15 de julho de 2024
O sistema bancário aberto está ajudando a impulsionar uma revolução nos serviços financeiros.
Isso pode proporcionar às pessoas maneiras mais convenientes de visualizar e gerenciar seu dinheiro, além de formas mais simples de acessar crédito. O Open Banking também pode viabilizar diferentes tipos de serviços de pagamento, como pagamentos em videogames ou aplicativos de contabilidade empresarial.
Essa prática já está ajudando a ampliar o acesso a serviços financeiros para milhões de pessoas e a consolidar a implementação mais ampla de pagamentos em tempo real e outras tecnologias de pagamento emergentes. O sistema bancário aberto já está transformando os serviços financeiros, com potencial para desestabilizar os provedores tradicionais à medida que ofertas mais especializadas e direcionadas se tornam disponíveis.

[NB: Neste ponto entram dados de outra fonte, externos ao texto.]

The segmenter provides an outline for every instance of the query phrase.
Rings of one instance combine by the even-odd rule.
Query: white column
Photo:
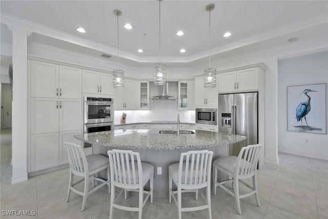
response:
[[[27,30],[13,27],[12,128],[13,184],[27,180]]]

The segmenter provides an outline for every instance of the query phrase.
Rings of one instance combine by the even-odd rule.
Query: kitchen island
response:
[[[92,144],[93,153],[104,154],[113,149],[131,150],[140,154],[141,161],[155,167],[154,198],[169,196],[169,166],[178,162],[181,153],[189,150],[213,151],[213,160],[229,155],[229,144],[246,139],[242,135],[203,130],[192,130],[195,134],[160,134],[159,130],[123,129],[76,135],[83,142]],[[161,174],[157,174],[160,168]],[[105,173],[100,176],[106,176]],[[211,175],[212,176],[212,175]],[[220,180],[225,178],[221,173]],[[147,188],[146,186],[146,188]]]

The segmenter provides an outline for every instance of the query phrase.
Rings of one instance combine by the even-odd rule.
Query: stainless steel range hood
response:
[[[157,86],[157,85],[156,85]],[[167,82],[164,85],[159,86],[160,87],[159,95],[152,96],[152,99],[176,99],[175,96],[169,95],[169,83]]]

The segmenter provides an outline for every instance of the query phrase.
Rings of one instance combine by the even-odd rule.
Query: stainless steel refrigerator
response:
[[[257,96],[257,92],[219,95],[219,132],[247,136],[230,145],[230,155],[238,156],[242,147],[258,144]]]

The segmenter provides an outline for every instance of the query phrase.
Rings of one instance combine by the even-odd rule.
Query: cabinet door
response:
[[[188,83],[188,109],[189,110],[195,110],[195,81]]]
[[[44,62],[31,61],[31,96],[58,97],[59,66]]]
[[[65,142],[75,143],[78,145],[81,145],[80,141],[78,141],[74,135],[75,134],[81,134],[82,130],[71,131],[68,132],[59,132],[59,165],[68,164],[68,156],[67,151],[64,145]]]
[[[100,93],[106,95],[114,95],[113,87],[113,75],[107,73],[100,72]]]
[[[82,128],[81,102],[77,99],[59,99],[59,131]]]
[[[31,134],[58,132],[59,101],[54,98],[31,98]]]
[[[140,85],[140,109],[149,109],[149,82],[145,82],[139,83]]]
[[[237,71],[237,90],[258,90],[258,68]]]
[[[218,74],[219,93],[236,90],[236,71]]]
[[[189,99],[188,83],[179,82],[178,88],[178,110],[186,110],[188,109]]]
[[[195,78],[195,105],[205,106],[205,88],[203,77]]]
[[[205,90],[206,90],[206,106],[217,107],[219,103],[217,86],[214,88],[205,88]]]
[[[126,79],[125,85],[125,99],[126,110],[136,110],[138,107],[138,92],[135,81]]]
[[[82,92],[97,94],[100,91],[99,72],[83,69],[82,70]]]
[[[59,66],[59,97],[80,99],[82,93],[82,70]]]
[[[31,171],[58,165],[58,133],[31,135]]]
[[[114,88],[114,109],[115,110],[125,109],[124,90],[125,88]]]

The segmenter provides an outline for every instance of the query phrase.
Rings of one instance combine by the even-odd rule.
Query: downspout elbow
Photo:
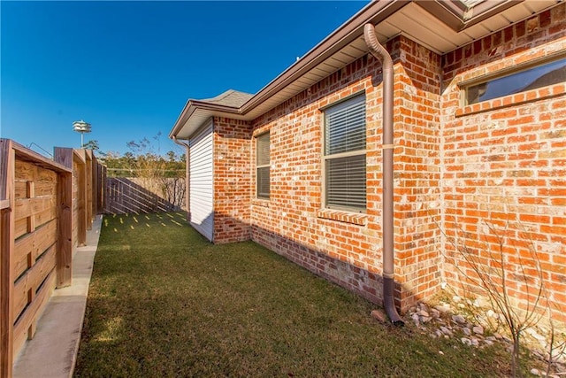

Isso coloca os consumidores e as pequenas empresas no centro de onde e como seus dados financeiros são usados, garantindo que eles os controlem e que se beneficiem deles por meio de mais opções na forma como pagam, gerenciam seu dinheiro, acessam crédito e muito mais.
Mas, embora muitos de nós já estejamos usando e nos beneficiando dos serviços de open banking, poucos sabem o que realmente acontece nos bastidores e por que isso é importante. Então, o que é exatamente isso?
O Open Banking é a capacidade de compartilhar com segurança os dados de suas contas financeiras para acessar experiências financeiras inovadoras. Tradicionalmente, somente você e seu banco podiam acessar seus dados financeiros. O Open Banking permite que você compartilhe esses dados com outro provedor de serviços financeiros — seja uma instituição financeira diferente ou um terceiro — e lhe dá o poder de usar seus próprios dados em seu próprio benefício. Os fornecedores terceirizados podem incluir uma ampla gama de fintechs, casas de câmbio, comerciantes e outras plataformas digitais.
Compartilhar os dados da sua conta bancária com outro provedor desbloqueia serviços financeiros novos ou aprimorados — geralmente por meio de aplicativos — incluindo aqueles que facilitam o acesso ao crédito e o gerenciamento do seu dinheiro em uma única interação integrada. É um pouco como as permissões de privacidade do seu telefone que permitem que um aplicativo use sua câmera ou dados de localização, mas significativamente mais robusto.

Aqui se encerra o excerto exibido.